The rate your pension fund returns over its lifetime will profoundly affect your chances of achieving your retirement goals. A couple of percentage points difference in annual growth may seem like small beans, but over time it makes all the difference.
This is starkly illustrated by using a retirement calculator and an illustrative plan:
Growth rate 9% per year over 35 years.
Projected retirement income = £27,000 p.a.
Growth rate 7% per year over 35 years.
Projected retirement income = £14,000 p.a.
Growth rate 5% per year over 35 years.
Projected retirement income = £7,000 p.a.
As you can see, the gulf in outcomes is enormous.
The worst mistake you can make therefore, when planning your retirement, is to expect an unrealistic rate of return.
What’s a realistic pension fund return?
Sadly, short of being mates with Dr Who, there is no way of knowing in advance what your rate of return will be.
We can speculate about a vast range of outcomes when envisaging the future, from the destruction of global capitalism to a stagnant developed world to the invention of nuclear fusion heralding a golden age of growth. All would affect your investments in different and unforeseen ways.
A more practical way forward is to look at long-term historical returns as the best gauge we have of market conditions through both thick and thin.
This approach doesn’t tell us what will happen – it offers us no guarantees whatsoever – but it does help us prioritise our planning.
For example, I don’t buy anti-terrorism insurance for my house. There is no history of terrorism in my area. That doesn’t mean it can’t happen. It means that terrorism is not a danger worth planning for, and I’m better off putting my money to work on more likely threats.
It’s worth knowing that:
- The average rate of return for UK equities is historically around 5%, after inflation.
- That’s a growth rate of around 8% before you strip out average inflation of near-enough 3%.
- Few investors can live with the volatility of a 100% equity portfolio, especially as they get older.
- A more typical 60:40 equities and bonds portfolio has historically achieved 4% after inflation.
- That’s why the expected growth rate of 7% (4% real return + 3% inflation) used by most retirement calculators is a reasonable base point.
- Many commentators forecast that future returns will be lower than in the past. This FSA-commissioned report sets out the case for lower returns, particularly if you have a high government bond allocation.
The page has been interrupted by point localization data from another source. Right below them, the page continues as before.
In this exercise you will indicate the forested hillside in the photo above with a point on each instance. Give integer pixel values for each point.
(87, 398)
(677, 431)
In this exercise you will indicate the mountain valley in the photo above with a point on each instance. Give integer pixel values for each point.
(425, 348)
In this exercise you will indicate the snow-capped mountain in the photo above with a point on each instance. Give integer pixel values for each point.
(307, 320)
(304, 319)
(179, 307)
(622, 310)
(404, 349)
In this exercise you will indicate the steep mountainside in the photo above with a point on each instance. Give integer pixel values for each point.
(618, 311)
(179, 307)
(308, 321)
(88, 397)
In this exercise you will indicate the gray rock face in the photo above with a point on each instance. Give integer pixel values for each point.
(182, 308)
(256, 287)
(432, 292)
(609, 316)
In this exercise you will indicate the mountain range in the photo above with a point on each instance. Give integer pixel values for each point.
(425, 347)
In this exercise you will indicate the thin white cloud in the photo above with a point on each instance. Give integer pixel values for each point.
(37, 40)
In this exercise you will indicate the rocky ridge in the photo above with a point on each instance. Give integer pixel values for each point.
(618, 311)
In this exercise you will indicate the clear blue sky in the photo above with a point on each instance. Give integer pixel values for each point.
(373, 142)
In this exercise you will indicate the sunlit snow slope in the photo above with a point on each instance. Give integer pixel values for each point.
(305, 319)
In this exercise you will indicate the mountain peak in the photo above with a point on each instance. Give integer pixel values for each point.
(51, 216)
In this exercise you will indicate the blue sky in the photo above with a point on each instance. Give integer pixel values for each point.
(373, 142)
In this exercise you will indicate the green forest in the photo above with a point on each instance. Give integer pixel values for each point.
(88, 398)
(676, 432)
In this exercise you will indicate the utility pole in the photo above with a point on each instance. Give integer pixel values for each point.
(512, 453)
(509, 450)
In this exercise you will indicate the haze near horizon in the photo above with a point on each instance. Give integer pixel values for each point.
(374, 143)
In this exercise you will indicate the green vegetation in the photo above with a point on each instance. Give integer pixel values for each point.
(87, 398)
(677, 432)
- The higher the rate of return you plump for, the greater the risk that the markets will fail to deliver the growth juice you need. Err on the side of caution.
- Whatever expected rate of return you choose, the reality will probably prove quite different. Prepare to adapt over time by adjusting your plan’s key components.
Asset allocation and likely returns
You can influence your expected growth rate by changing your asset allocation.
Devoting a higher percentage of your portfolio to a diversified range of equities will increase your prospects for higher growth. You can add further fertilizer by tilting your portfolio to small-cap and value equities.
These moves increase risk. The less risk you can tolerate, the more you need to dampen down your portfolio’s volatility with bonds. But increasing the amount of bonds in your portfolio lowers your prospects for growth over time.
This simple trade-off is the nub of investing.
Our risk tolerance tends to decline with age though few retirement calculators take this into account.
This useful tool enables you to plot the effect of lifestyling your portfolio – that is, reducing its inherent risk as you get closer to retirement. Just adjust the sliders in the ‘Before Tax Return on Saving’ section to select lower growth rates as you age.
The rate your pension fund returns is one of the least controllable factors when saving for your old age, so be sure to consider all the other aspects of retirement planning to put yourself in the best possible position.